Uncertainty around tariffs in the U.S. and steep prices are making Americans rethink everyday purchases, and many businesses are in turn having to update their strategies to make the most of fleeting demand trends.
Chipotle’s third sales forecast cut this year sent its shares nearly 18 per cent lower before the bell, while Starbucks stock dipped about 5 per cent after margins came under pressure from a rise in coffee bean prices partly driven by tariffs.
President Donald Trump’s levies on imports of beef - Chipotle’s most bought ingredient - have also pushed up costs for the burrito chain, but its executives promised a “slow and measured” approach to price hikes in 2026.
“In an environment with traffic declining, it is unlikely that consumers will give Chipotle the authority to raise menu prices. We expect this dynamic to result in significant margin contraction, not just for Chipotle, which can reasonably afford it, but for many of its competitors,” BTIG analyst Peter Saleh said.
Chipotle executives also pointed to a sharp pullback from U.S. households earning less than $100,000 a year, a cohort that accounts for about 40 per cent of its sales and which the company categorizes as low- to middle-income.
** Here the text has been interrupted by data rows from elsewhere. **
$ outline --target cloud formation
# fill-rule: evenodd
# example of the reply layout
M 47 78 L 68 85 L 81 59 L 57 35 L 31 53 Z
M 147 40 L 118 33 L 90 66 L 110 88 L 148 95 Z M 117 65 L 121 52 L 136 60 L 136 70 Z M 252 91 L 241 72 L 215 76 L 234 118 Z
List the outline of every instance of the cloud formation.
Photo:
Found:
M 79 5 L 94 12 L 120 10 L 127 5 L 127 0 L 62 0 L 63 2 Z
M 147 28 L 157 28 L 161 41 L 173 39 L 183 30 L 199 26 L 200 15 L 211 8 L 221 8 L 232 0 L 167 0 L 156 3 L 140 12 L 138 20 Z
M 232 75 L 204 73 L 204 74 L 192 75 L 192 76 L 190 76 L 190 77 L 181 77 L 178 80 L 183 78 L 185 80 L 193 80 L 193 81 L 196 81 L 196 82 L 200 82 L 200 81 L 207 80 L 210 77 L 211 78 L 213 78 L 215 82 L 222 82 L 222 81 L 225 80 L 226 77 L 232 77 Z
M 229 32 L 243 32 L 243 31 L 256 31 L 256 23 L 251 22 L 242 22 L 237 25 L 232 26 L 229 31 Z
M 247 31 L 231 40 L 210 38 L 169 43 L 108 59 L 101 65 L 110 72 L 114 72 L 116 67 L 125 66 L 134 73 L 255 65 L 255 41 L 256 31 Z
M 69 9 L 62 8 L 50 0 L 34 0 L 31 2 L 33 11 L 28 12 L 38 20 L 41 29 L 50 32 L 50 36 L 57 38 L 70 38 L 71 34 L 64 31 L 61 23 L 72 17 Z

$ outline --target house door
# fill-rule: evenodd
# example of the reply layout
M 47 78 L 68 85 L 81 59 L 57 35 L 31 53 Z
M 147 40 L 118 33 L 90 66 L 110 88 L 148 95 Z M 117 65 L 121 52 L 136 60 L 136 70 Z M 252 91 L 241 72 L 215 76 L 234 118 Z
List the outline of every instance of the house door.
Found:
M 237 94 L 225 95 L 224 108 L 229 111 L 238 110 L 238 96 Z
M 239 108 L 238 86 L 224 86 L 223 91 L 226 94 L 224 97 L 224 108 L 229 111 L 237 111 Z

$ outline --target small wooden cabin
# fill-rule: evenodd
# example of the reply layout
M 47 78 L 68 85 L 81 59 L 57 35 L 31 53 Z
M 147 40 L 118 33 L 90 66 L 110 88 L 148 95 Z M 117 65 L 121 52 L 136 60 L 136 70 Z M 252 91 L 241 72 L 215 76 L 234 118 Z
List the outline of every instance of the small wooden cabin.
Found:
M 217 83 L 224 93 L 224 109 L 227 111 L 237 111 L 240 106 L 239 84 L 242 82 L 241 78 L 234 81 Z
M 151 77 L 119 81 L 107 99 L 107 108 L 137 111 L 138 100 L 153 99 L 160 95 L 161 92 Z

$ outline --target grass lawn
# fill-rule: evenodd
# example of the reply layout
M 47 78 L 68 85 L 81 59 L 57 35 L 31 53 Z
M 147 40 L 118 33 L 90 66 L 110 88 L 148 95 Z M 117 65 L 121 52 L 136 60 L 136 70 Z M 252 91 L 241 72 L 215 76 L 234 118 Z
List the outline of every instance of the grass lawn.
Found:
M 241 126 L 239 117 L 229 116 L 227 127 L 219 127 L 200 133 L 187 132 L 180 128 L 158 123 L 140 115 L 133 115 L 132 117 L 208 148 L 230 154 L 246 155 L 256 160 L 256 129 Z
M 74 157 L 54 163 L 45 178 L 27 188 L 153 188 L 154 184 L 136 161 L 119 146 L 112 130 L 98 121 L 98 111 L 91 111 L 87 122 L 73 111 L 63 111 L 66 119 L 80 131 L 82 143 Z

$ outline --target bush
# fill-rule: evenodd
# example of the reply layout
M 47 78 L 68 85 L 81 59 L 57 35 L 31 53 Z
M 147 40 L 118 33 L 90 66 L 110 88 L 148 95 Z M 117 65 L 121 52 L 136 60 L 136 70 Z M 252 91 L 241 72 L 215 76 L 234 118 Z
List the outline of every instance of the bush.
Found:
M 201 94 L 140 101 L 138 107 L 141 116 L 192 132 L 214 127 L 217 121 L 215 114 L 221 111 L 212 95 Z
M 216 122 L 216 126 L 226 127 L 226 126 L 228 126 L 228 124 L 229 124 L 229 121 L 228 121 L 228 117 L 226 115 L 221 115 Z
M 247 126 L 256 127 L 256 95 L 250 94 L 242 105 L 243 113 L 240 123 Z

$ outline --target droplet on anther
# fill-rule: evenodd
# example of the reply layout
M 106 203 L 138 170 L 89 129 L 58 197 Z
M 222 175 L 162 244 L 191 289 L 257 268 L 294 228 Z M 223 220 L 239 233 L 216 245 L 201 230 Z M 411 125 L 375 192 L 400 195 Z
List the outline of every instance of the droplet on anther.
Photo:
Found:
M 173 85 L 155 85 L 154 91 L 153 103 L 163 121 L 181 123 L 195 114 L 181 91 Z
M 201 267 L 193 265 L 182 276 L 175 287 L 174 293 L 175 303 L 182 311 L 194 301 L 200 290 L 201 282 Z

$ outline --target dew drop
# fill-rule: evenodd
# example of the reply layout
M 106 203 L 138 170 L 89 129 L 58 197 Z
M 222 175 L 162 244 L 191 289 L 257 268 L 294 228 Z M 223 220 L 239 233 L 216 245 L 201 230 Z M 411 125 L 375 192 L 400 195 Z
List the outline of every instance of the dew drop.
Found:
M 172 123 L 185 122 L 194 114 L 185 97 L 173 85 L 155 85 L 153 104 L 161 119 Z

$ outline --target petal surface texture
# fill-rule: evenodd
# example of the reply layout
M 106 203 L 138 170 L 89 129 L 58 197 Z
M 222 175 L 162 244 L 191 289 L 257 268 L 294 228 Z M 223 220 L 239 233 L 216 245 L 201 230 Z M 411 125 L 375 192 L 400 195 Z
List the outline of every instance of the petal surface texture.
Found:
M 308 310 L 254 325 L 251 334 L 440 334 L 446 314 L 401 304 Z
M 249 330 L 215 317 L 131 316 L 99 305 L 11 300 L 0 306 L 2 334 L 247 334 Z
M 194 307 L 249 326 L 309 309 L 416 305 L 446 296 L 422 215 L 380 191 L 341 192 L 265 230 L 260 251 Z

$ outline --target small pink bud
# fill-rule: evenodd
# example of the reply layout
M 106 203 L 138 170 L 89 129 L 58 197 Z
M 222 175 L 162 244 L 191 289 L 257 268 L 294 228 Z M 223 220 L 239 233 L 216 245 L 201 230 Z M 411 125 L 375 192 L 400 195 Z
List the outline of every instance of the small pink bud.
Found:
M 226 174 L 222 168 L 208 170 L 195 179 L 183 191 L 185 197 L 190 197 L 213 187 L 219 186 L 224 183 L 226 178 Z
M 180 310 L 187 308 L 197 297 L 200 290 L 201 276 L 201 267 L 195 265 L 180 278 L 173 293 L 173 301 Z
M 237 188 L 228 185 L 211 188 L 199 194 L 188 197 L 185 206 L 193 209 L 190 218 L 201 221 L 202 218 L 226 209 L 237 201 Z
While Starbucks posted its first quarter of comparable sales growth after more than a year, analysts remain unsure about the company’s recovery timeline.
“Progress is coming at the expense of significant margin erosion though, so while encouraging, it’s also pushing the earnings recovery further (and further) to the right,” Saleh said.
In a reflection of the difficulties Chipotle and Starbucks face in balancing muted demand with rising costs, their shares have dropped 34 per cent and nearly 8 per cent so far this year. The S&P Composite 1500 Restaurants sub index is down about 1 per cent in 2025, underperforming a gain of about 17 per cent in the broader S&P index.
At least seven brokerages cut their price targets on Chipotle, which trades at a 12-month forward price-to-earnings ratio of about 30.08, while at least three cut their targets on Starbucks, whose PE ratio stood at 32.13.